Introduction: The term ‘Mondini dysplasia’ has been used to describe virtually any congenital abnormality of the osseous labyrinth resulting in confusion and seemingly contradictory observations and conclusions about this type of deformity. The purpose of this study is to histopathologically classify and describe temporal bones whose cochleas have less than 2.5 turns. Methods: Of the 1800 temporal bones in our collection, 21 from 12 cases were found to have cochleas with less than 2.5 cochlear turns. Ages ranged from stillborn to 50 years. Temporal bones were harvested at autopsy, processed and embedded in celloidin. Sections were cut at a thickness of 20 μm and every 10th section stained with hematoxylin–eosin and examined using light microscopy. The number of turns, length of cochlea, integrity of cochlear base, length of modiolus, abnormalities of the semicircular canals and vestibule, enlargement of the vestibular aqueduct and middle ears were documented. Twenty-one temporal bones from age-matched patients without cochlear deformities were used as controls for modiolar length measurements. Results: Malformation of the shortened cochlea was histopathologically classified into three groups as follows: (1) Common cavity, cochlear dysplasia (one ear)—severe dysplasia of the cochlea without a complete basal turn; (2) Mondini dysplasia (11 ears)—1.5 cochlear turns, a complete basal turn, an incomplete or absent interscalar septum and a complete bone at the base of the modiolus; and (3) Mondini-like dysplasia type A (five ears)—2 turns to the cochlea including a complete basal turn and complete bone at the base of the modiolus; and type B (four ears)—1.5–2 turns to the cochlea, hypoplasia of or a missing bone at the base of the modiolus (either with or without a communication between the internal auditory canal and the cochlea) and a complete basal turn. Conclusion: The range of congenital malformations in short cochlea is highly variable. Fundamental to the accurate evaluation of a labyrinthine anomaly, malformations of the inner ear should be classified according to the findings in the labyrinth. We suggest the use of common cavity cochlear dysplasia, Mondini dysplasia and Mondini—like dysplasia to describe these variable anomalies.

Introduction

Congenital malformation of the inner ear is a common cause of congenital sensorineural hearing loss. The malformation may result from arrested development at various stages of fetal life or from abnormal development due to genetic defects. Cochlear malformation may occur in the membranous and/or osseous labyrinth and vary widely in severity. Michel dysplasia is characterized by a complete failure of development of the inner ear; Scheibe and Siebenmann-Bing dysplasias are characterized by malformation of the membranous labyrinth. Mondini dysplasia was originally described as malformation in which the cochlea is shortened to 1.5 cochlear turns with normal semi-circular canals, an enlarged vestibular aqueduct and dilated endolymphatic sac [1]. Since then, the term ‘Mondini’ has been used as an umbrella term in clinical practice to describe almost any type of congenital cochlear deformity. Paparella [2] and Schuknecht [3] reported histopathologic descriptions of a number of cases they called Mondini dysplasia, these included temporal bones with a common cavity and an incomplete interscalar septum of the cochlea.

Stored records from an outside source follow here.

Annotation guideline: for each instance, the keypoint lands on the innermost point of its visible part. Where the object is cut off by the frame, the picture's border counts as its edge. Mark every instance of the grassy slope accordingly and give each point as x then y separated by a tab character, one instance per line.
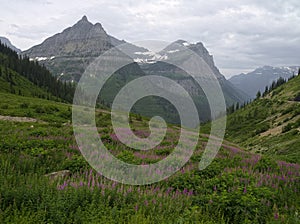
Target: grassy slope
238	187
270	125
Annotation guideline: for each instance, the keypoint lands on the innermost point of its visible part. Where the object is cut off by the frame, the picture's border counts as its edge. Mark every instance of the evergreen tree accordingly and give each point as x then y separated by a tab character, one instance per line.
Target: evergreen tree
258	95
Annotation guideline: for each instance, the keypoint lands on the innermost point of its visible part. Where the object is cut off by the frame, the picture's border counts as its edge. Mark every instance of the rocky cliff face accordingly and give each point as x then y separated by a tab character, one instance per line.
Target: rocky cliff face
82	39
67	54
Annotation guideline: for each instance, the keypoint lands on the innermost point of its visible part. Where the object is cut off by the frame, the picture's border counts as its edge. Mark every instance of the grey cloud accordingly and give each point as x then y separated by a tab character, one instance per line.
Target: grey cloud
240	34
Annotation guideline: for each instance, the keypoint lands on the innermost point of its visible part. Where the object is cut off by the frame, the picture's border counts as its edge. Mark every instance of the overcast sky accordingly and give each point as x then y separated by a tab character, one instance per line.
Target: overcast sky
240	34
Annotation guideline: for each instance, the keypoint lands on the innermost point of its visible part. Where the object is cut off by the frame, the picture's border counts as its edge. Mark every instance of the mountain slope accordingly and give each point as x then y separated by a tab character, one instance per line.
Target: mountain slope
258	79
271	124
21	76
67	54
231	93
7	42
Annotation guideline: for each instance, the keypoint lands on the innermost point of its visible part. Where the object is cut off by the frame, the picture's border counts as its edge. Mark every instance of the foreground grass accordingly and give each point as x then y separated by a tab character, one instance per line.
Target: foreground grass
238	187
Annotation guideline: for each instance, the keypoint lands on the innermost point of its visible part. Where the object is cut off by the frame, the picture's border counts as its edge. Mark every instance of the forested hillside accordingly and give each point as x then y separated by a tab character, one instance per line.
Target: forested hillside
19	75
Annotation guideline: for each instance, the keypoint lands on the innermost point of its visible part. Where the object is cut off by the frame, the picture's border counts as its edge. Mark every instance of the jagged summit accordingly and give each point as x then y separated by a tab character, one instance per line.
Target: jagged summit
84	19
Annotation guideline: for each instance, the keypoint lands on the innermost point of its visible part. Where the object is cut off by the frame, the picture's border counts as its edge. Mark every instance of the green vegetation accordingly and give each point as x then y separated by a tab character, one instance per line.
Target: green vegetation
19	75
271	124
238	187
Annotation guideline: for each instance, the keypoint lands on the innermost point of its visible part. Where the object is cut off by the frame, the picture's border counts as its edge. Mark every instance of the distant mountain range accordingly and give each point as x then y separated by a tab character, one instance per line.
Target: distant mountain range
6	42
258	79
67	55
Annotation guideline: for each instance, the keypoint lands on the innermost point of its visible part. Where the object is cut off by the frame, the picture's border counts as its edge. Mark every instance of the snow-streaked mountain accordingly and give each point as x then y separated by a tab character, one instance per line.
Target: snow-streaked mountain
7	42
67	54
258	79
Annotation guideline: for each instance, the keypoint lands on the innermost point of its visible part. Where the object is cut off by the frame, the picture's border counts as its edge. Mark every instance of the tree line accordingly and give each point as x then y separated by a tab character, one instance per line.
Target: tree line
36	73
275	84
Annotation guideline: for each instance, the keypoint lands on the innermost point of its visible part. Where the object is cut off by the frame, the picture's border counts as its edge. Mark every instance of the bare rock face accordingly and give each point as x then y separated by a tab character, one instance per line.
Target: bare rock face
68	53
59	174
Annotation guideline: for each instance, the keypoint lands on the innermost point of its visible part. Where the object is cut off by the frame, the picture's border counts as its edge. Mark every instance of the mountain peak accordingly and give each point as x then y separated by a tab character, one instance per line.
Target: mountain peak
83	21
84	18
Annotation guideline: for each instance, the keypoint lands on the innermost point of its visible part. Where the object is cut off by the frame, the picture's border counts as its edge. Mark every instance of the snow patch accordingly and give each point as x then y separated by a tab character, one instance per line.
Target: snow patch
173	51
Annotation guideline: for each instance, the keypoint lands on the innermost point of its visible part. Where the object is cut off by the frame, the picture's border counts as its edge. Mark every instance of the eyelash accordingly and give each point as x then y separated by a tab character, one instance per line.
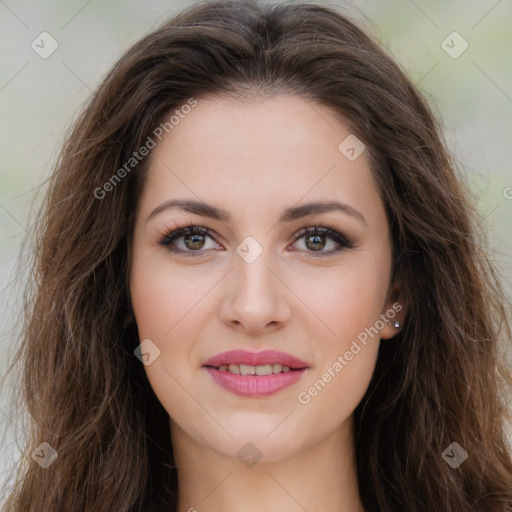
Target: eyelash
192	229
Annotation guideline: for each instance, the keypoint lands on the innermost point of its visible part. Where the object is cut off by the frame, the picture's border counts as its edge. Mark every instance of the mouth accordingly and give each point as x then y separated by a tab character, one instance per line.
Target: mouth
255	374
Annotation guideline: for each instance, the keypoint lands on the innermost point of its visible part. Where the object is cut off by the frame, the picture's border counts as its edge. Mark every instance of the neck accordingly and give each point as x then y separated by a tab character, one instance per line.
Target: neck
318	477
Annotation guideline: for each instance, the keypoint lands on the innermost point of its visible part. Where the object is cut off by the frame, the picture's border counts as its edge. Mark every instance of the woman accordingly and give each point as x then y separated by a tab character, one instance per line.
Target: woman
259	286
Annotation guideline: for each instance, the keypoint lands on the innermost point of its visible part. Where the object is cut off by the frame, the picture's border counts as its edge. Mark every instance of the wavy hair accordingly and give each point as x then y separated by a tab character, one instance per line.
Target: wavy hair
442	379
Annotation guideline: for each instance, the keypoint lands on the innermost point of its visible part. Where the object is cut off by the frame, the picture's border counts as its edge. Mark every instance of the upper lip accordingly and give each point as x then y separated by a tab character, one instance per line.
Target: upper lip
261	358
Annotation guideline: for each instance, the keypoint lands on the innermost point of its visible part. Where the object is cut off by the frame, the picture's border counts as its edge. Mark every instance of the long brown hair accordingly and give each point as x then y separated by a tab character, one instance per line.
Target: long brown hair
440	380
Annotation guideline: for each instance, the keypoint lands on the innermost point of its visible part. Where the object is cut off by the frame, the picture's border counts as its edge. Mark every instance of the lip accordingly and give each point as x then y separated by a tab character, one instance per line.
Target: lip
256	359
254	386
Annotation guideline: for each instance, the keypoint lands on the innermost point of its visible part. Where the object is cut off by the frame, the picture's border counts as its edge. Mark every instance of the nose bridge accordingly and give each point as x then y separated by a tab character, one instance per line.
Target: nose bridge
257	297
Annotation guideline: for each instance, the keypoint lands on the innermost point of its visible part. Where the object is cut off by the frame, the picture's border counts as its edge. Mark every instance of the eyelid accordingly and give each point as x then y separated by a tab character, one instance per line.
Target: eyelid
168	237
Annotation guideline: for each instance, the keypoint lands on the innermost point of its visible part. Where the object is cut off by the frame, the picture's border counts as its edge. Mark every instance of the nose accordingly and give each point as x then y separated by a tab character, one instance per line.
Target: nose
255	299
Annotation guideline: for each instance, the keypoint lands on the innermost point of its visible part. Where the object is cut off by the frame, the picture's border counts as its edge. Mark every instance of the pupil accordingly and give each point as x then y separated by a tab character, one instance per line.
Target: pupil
194	239
317	239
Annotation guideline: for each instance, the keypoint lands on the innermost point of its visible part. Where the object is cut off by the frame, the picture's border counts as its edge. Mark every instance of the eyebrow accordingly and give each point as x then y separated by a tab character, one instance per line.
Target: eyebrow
288	215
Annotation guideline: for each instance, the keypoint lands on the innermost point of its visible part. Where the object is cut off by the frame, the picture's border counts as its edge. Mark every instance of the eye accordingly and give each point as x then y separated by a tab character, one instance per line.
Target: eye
315	240
187	240
191	240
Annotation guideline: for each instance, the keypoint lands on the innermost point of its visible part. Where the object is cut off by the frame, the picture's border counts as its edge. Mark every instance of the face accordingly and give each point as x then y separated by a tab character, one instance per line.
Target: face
279	282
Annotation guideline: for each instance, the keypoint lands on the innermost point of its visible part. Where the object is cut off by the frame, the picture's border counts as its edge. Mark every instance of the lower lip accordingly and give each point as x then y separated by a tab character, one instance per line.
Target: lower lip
255	385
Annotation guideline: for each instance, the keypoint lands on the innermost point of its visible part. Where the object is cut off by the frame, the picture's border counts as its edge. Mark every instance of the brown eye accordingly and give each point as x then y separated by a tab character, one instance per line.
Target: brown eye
191	238
317	238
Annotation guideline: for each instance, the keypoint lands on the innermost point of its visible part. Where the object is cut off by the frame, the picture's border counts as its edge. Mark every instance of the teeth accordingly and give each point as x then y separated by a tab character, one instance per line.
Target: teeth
247	369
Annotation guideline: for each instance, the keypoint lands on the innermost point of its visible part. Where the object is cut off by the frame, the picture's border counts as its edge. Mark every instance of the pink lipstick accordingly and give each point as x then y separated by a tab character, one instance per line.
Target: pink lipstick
255	374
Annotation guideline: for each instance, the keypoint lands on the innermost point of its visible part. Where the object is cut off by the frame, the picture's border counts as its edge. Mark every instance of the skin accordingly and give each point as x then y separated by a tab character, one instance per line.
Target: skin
255	159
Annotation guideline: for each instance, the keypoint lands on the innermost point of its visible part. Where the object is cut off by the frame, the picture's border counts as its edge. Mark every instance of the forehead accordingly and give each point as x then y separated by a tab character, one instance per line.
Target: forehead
259	153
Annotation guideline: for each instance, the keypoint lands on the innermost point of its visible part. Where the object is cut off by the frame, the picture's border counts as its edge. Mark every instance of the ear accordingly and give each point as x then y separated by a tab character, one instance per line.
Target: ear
394	312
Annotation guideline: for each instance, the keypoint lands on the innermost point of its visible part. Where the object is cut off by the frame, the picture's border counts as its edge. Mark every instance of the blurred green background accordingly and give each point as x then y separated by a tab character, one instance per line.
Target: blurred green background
40	98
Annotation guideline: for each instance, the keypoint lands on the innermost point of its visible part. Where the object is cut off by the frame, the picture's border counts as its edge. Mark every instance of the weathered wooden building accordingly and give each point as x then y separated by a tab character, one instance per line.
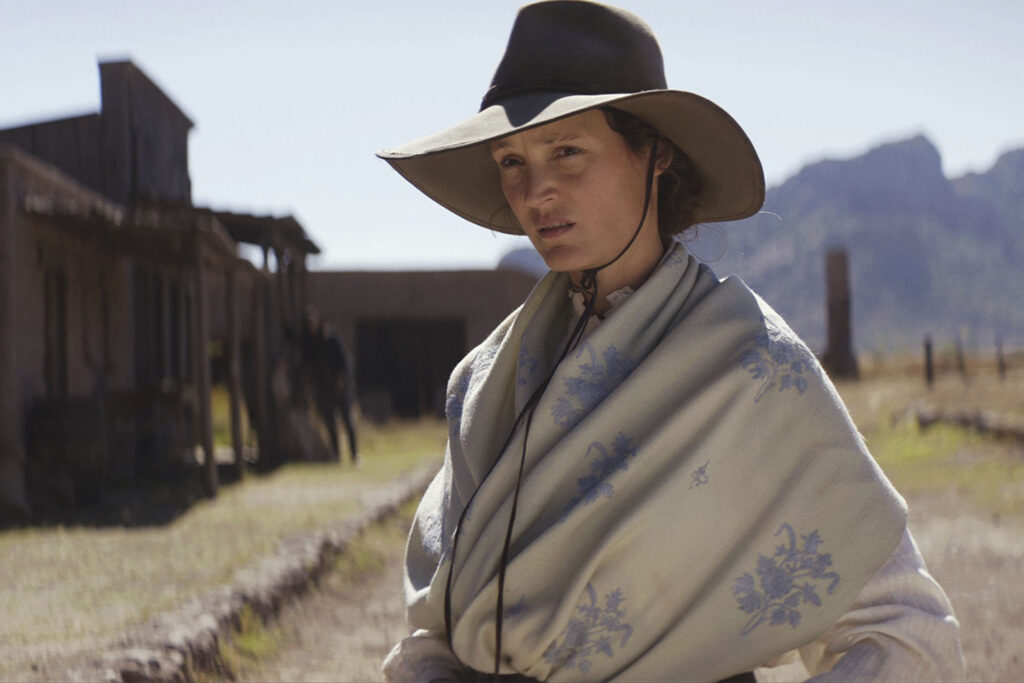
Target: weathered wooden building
119	298
408	330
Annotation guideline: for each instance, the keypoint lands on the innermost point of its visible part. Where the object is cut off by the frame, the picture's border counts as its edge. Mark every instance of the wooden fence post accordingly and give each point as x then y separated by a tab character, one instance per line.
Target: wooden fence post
1000	361
961	363
839	358
929	364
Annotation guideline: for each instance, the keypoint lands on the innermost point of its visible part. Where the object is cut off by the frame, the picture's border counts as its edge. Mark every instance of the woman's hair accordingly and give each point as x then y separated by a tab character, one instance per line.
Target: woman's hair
679	185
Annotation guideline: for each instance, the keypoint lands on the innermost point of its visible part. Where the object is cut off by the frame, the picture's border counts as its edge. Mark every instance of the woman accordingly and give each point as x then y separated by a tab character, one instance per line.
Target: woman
648	476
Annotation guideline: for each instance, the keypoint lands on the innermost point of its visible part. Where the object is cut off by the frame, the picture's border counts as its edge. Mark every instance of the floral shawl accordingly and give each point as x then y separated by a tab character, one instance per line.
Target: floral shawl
695	500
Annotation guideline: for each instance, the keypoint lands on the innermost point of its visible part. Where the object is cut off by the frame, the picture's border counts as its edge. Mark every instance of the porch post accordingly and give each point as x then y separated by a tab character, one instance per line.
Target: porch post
233	383
13	501
202	336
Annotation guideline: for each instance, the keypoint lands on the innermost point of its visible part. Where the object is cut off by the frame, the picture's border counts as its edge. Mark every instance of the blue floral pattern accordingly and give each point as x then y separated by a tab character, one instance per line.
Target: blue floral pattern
699	476
596	380
591	631
780	592
778	359
602	466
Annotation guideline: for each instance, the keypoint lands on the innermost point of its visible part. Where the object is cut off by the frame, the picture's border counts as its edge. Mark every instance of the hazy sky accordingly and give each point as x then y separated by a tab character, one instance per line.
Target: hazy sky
291	99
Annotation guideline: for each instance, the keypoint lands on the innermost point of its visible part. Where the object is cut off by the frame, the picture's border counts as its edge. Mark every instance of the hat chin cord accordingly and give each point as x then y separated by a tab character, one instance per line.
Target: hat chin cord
587	286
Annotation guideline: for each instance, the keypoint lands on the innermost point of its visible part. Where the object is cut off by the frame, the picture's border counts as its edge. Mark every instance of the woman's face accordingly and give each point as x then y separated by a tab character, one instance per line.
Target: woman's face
578	190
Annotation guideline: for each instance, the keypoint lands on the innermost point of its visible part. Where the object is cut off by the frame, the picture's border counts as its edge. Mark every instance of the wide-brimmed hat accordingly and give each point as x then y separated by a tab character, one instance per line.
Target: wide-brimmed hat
564	57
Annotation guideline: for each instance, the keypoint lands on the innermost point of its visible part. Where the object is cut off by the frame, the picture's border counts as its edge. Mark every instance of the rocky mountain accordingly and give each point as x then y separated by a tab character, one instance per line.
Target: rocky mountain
927	254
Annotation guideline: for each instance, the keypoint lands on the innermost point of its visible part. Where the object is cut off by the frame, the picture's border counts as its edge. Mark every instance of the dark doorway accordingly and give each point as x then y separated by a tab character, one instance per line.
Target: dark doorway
403	366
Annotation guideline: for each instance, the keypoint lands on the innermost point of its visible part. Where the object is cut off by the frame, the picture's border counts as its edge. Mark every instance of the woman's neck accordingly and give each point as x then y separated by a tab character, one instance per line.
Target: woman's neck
632	269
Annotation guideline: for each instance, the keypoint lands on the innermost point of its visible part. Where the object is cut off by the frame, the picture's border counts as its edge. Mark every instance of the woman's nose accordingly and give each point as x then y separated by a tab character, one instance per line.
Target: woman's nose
540	185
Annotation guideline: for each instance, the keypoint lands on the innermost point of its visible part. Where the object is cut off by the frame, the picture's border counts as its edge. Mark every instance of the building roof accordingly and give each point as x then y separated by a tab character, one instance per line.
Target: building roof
275	231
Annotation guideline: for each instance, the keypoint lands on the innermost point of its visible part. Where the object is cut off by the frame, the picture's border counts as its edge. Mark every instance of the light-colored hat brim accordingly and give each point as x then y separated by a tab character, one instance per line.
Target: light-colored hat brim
455	167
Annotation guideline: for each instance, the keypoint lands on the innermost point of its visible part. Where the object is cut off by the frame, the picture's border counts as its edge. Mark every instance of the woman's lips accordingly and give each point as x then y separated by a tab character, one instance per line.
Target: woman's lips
556	229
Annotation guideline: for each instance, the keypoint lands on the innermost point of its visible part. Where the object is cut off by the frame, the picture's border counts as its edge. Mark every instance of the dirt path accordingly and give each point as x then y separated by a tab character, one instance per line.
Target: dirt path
343	631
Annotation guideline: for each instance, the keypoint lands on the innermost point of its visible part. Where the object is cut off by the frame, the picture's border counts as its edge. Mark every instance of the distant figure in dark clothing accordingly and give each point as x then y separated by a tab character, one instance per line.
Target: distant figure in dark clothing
327	365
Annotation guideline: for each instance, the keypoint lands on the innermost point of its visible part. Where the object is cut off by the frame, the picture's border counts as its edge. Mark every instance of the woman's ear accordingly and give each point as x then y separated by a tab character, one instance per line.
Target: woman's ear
665	155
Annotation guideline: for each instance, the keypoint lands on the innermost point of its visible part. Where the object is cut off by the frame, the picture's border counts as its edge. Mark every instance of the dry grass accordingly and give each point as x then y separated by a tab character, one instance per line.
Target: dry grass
74	587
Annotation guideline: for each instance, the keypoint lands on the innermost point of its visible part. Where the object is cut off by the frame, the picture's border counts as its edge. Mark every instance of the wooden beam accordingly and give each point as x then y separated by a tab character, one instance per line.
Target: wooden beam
233	363
202	338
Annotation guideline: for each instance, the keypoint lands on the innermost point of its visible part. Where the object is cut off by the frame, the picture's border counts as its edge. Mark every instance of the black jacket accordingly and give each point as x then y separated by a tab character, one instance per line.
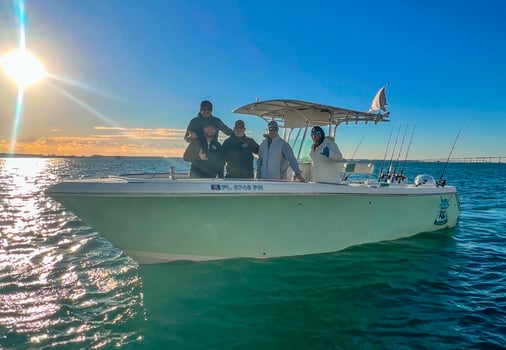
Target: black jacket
197	125
238	153
210	168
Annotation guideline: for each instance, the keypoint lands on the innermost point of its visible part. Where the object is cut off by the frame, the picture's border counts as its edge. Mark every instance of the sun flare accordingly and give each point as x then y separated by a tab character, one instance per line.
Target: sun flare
23	68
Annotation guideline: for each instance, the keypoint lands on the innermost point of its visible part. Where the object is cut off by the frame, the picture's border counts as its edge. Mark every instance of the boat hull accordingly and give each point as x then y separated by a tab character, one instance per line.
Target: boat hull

Jensen [4] recognized Mondini's anomaly on polytomography in 1969. Later, he described a more severe type of deformity that consisted of an amorphous cochlear sac continuous with a dilated vestibule, for which he suggested the term ‘dysplasia’ [5]. Since then, the term ‘Mondini dysplasia’ has come to mean virtually any congenital malformation of the osseous labyrinth, detectable on radiographic examination. In recent years, radiological studies, such as CT and MRI have not only permitted the clinical diagnosis of these disorders, but also the ability to distinguish the different types of cochlear malformations [5], [6]. As confusion still exists as to ‘what is a Mondini and what is not’, we propose a new classification to describe the various types of shortened cochlea.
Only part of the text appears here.